Other instrumentation methods:

  • Logs: generally admitted from services and applications automatically with minimum to no effort
    • ELK stack: elasticsearch + Logstash + kibana
    • They often convey more info than metrics
    • Able to tell very detailed things like the number of connection attempts from a user
  • Distributed tracing: code or network-level instrumentation that wraps your application code, an external application calls in order to help you correlate them thorough different parts of your system
    • Calls to a modern service can go to many different components and tiers, and tracing can help you identify where your performance or reliability issues are.
    • Tools: Zipkin and Jaeger
    • You can get a lot of info from tracing but this poses challenges when it comes to being able to analyse it. Also, it may take a considerable amount of time and money to implement it in your application
  • Metric monitoring: it dates back to SNMP polling tools like Cacti or NagIOs that focus on network device and server monitoring
  • Application performance management tools (APM): expensive commercial platforms that combine distributed tracing and continuous profiling of your applications
    • Makes it easy to look at the performance of area application base in system (?) at a glance
Remember: instrumentation always has some impact on system performance!

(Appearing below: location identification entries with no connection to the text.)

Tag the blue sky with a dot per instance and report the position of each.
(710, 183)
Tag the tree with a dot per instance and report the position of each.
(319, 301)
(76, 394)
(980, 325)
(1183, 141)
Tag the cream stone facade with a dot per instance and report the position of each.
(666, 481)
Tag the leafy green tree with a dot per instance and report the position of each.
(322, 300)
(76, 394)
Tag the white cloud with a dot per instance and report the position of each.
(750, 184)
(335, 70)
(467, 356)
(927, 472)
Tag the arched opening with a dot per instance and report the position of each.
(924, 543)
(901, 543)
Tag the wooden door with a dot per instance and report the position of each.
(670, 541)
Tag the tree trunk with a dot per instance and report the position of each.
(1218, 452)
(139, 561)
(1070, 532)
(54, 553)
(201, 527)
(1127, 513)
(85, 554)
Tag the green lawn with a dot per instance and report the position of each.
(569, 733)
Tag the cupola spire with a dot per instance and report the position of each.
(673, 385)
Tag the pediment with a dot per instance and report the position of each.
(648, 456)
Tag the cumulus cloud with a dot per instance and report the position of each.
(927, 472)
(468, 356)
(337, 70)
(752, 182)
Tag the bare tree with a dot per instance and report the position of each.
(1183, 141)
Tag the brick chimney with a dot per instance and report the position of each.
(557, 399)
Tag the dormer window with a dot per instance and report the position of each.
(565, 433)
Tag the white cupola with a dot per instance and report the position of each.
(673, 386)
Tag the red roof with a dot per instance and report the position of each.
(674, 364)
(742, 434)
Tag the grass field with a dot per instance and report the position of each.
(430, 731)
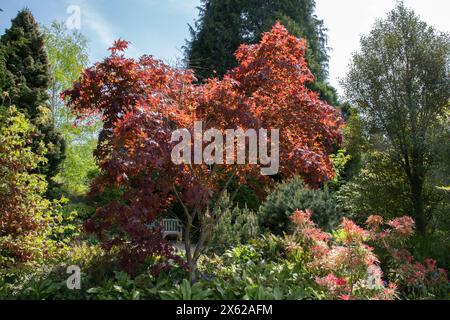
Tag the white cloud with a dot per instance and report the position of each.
(347, 20)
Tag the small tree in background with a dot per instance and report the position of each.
(31, 226)
(399, 83)
(67, 57)
(27, 68)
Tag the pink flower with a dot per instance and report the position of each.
(374, 221)
(403, 226)
(353, 232)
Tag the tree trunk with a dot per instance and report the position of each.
(417, 200)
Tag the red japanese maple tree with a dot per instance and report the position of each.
(143, 101)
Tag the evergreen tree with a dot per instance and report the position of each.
(26, 65)
(224, 24)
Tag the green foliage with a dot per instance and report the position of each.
(67, 57)
(26, 66)
(294, 195)
(186, 291)
(378, 188)
(235, 226)
(399, 84)
(32, 228)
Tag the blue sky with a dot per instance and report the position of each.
(160, 27)
(153, 27)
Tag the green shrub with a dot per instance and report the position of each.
(294, 195)
(235, 226)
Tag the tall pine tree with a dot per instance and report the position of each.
(25, 61)
(224, 24)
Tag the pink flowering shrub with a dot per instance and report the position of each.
(415, 279)
(346, 267)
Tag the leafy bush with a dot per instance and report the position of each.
(235, 226)
(32, 228)
(294, 195)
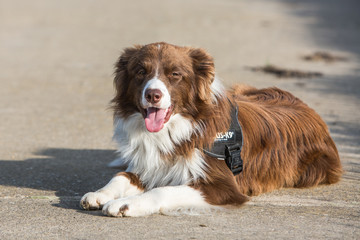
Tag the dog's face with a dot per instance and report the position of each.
(160, 80)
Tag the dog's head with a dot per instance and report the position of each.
(160, 80)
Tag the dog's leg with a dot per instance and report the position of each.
(157, 200)
(124, 184)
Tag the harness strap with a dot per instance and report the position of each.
(228, 145)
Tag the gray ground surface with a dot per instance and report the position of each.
(56, 61)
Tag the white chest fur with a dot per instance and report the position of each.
(143, 151)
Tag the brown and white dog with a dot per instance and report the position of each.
(169, 106)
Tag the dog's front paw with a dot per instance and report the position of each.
(128, 207)
(94, 200)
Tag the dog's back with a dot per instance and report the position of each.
(286, 143)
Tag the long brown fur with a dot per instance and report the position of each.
(286, 143)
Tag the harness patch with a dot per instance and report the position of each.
(228, 145)
(228, 136)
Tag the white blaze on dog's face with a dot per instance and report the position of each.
(160, 80)
(156, 101)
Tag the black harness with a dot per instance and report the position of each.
(227, 145)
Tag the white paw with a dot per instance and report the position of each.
(128, 207)
(94, 200)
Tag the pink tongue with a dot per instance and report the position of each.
(155, 118)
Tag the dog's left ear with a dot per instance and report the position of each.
(204, 69)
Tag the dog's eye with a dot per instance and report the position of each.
(176, 74)
(141, 72)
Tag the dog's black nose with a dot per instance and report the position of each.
(153, 95)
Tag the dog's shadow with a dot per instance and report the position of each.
(68, 172)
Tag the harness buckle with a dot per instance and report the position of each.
(233, 158)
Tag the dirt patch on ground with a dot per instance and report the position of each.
(285, 73)
(323, 57)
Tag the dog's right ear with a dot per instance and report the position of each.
(123, 60)
(121, 71)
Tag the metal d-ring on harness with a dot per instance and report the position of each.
(228, 145)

There’s no such thing as zero-impact instrumentation. Though there are very lightweight libraries and collections available, consider the impact of each additional tool (and the total impact of all tools) that you add to your observability solution

Remember: there’s no better observability data

Real User Monitoring (RUM) tools and Synthetic monitoring tools are complementary as each they have their own latencies and methods to collect data. It’s up to you to determine when and where best to use these tools.

Remember: for familiar structure logs, try ELK Stack

Elasticsearch + Logstash + Kibana (ELK Stack) is a good first try on log analysis tools. If it doesn’t suit your needs, then go for other alternatives.